What about the Environment.

We improve the environment by taking old defunct and dangerous damns and replacing them with river surfing waves and fish ladders. Safer for fish and people. We would also like to build in the shadow of large dams where we would not disrupt the environment.

Who can ride it? 

Due to our variety of waves almost anyone can ride it.  Our easiest wave is like surfing a longboard on the gentle waves at Waikiki.  Surf instructors will be able to teach most people who want to learn. Boogie boards offer a thrill for anyone intimidated by standing up. For any one already skilled at balance sports such as skateboard, snowboard, wakeboard, surfboard, or bike would have no problem learning or simply adapting.  

How much does it cost?

Municipalities control the rivers.  Some are open to the idea of river surfing and have already built waves through public funding and grants.  These are free to the public to ride as community enhancement projects and public meeting spaces.  Just like parks and playgrounds.  I hope this tradition continues.

How much water flow is needed? 

4,500cfs would give us a nice wide wave about 6ft tall.  This can barrel or be a soft longboard wave.  More flow can make bigger waves and less flow makes smaller waves. 

Does it hurt to fall?

Mostly no.  The largest safety feature on the Reef Pass System is the water depth.  It is identical to real ocean waves and is no more dangerous than surfing in the ocean.  Minus the sharks.   

How do you get out after a wipe out?  That's a lot of water pushing downstream?

Getting swept downstream will happen, but is harmless.  The flow transitions from the surfing wave, to a lot of turbulence right behind the wave, then to a lazy river in a matter of feet and second.  There will be a large settling pond or strategic eddies to get out at. 

A few wise old men have had these next two concerns.   

  • But I've river surfed.

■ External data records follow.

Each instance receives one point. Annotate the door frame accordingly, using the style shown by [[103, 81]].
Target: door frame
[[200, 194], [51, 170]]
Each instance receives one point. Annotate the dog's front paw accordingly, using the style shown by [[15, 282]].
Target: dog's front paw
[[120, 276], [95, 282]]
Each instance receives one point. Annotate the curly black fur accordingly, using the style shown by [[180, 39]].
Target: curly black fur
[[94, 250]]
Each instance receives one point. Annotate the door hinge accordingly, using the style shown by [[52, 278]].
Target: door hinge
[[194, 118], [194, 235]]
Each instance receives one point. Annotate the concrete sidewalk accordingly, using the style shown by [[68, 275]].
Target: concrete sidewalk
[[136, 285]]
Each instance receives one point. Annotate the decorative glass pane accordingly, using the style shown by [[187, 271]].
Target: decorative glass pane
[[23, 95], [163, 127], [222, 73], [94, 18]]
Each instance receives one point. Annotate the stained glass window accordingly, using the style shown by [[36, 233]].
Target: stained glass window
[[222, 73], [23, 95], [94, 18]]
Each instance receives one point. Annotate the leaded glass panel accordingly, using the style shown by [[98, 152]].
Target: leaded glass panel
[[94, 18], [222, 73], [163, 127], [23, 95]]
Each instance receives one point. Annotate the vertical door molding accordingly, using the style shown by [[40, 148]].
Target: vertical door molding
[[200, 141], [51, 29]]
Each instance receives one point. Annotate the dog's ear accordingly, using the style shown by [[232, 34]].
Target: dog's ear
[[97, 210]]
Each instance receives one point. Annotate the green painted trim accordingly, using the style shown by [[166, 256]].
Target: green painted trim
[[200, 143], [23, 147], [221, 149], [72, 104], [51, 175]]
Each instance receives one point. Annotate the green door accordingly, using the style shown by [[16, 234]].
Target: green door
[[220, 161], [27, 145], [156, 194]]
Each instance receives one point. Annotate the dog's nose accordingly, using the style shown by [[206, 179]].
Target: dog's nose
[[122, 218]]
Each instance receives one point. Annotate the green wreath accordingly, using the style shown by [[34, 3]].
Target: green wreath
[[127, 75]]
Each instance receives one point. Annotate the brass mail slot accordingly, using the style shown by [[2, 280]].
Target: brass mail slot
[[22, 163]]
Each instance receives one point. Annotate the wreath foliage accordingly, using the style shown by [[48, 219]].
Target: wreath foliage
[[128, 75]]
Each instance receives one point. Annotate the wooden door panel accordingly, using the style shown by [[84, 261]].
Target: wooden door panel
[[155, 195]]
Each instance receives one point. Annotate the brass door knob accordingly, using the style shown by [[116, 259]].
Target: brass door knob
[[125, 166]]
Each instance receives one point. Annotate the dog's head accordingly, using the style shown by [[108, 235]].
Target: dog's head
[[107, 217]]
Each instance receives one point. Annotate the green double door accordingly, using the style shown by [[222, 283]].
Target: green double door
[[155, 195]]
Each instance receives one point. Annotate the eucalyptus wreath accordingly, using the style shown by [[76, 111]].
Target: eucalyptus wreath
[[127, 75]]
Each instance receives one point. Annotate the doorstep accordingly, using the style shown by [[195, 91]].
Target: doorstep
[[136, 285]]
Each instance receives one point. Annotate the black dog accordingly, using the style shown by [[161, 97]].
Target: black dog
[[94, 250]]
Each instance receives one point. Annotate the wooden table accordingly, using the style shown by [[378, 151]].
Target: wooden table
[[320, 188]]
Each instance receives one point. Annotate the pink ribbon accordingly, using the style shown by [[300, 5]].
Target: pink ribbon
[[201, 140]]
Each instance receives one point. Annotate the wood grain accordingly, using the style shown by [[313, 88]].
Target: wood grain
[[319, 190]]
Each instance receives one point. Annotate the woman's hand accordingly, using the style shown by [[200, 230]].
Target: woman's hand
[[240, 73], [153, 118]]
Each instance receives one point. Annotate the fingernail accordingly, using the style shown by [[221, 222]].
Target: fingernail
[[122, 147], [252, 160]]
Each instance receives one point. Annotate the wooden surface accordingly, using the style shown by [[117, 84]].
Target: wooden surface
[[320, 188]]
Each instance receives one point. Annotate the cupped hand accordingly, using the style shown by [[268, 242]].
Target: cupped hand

River surfing is different.

  • Waveloch, American Wave Machines, etc. have already done this.

Standing and sheet waves aren’t new, but nobody has done it with deep water and without a ramp or a wave shaped profile underneath the water flow.  Waveloch, AWM, CItywave Etc. are all assisted hydraulic jumps.  The Reef Pass System is the first to allow the wave to naturally coalesce as a pure hydraulic jump.  Nothing underneath it.  This is why the prototype pictures are prettier than anyone else’s prototype pictures.  This waves shape is 100 % natural.   

The others are all pumped water technologies.  As such they have energy constraints and need to be water efficient.  In a river we are free of those constraints.  We use 30 times more water than a flow rider and make waves that match the speed and shape of ocean surfing waves.  Our waves are deep and clean.     

Relativity would say the board and water moving past it are unaware of which is moving, and which is sitting still.  If the speed and shape are the same, the feel will be the same.   I have done a lot of wake surfing and I am aware of the difference of the feel under your feet.  The water moves too fast for such a small wave.  The lip can’t push you back down onto the face like an ocean wave does so floaters don't work.   The shape of the wave is wrong.  If you go back and review every picture of a river wave or flow rider you will find the water is moving too fast and the shape is off or way off. 

By getting the speed and shape correct River Surf Systems will feel more like ocean surfing.   The experience will still be different, but so is Kelly Slater's wave pool.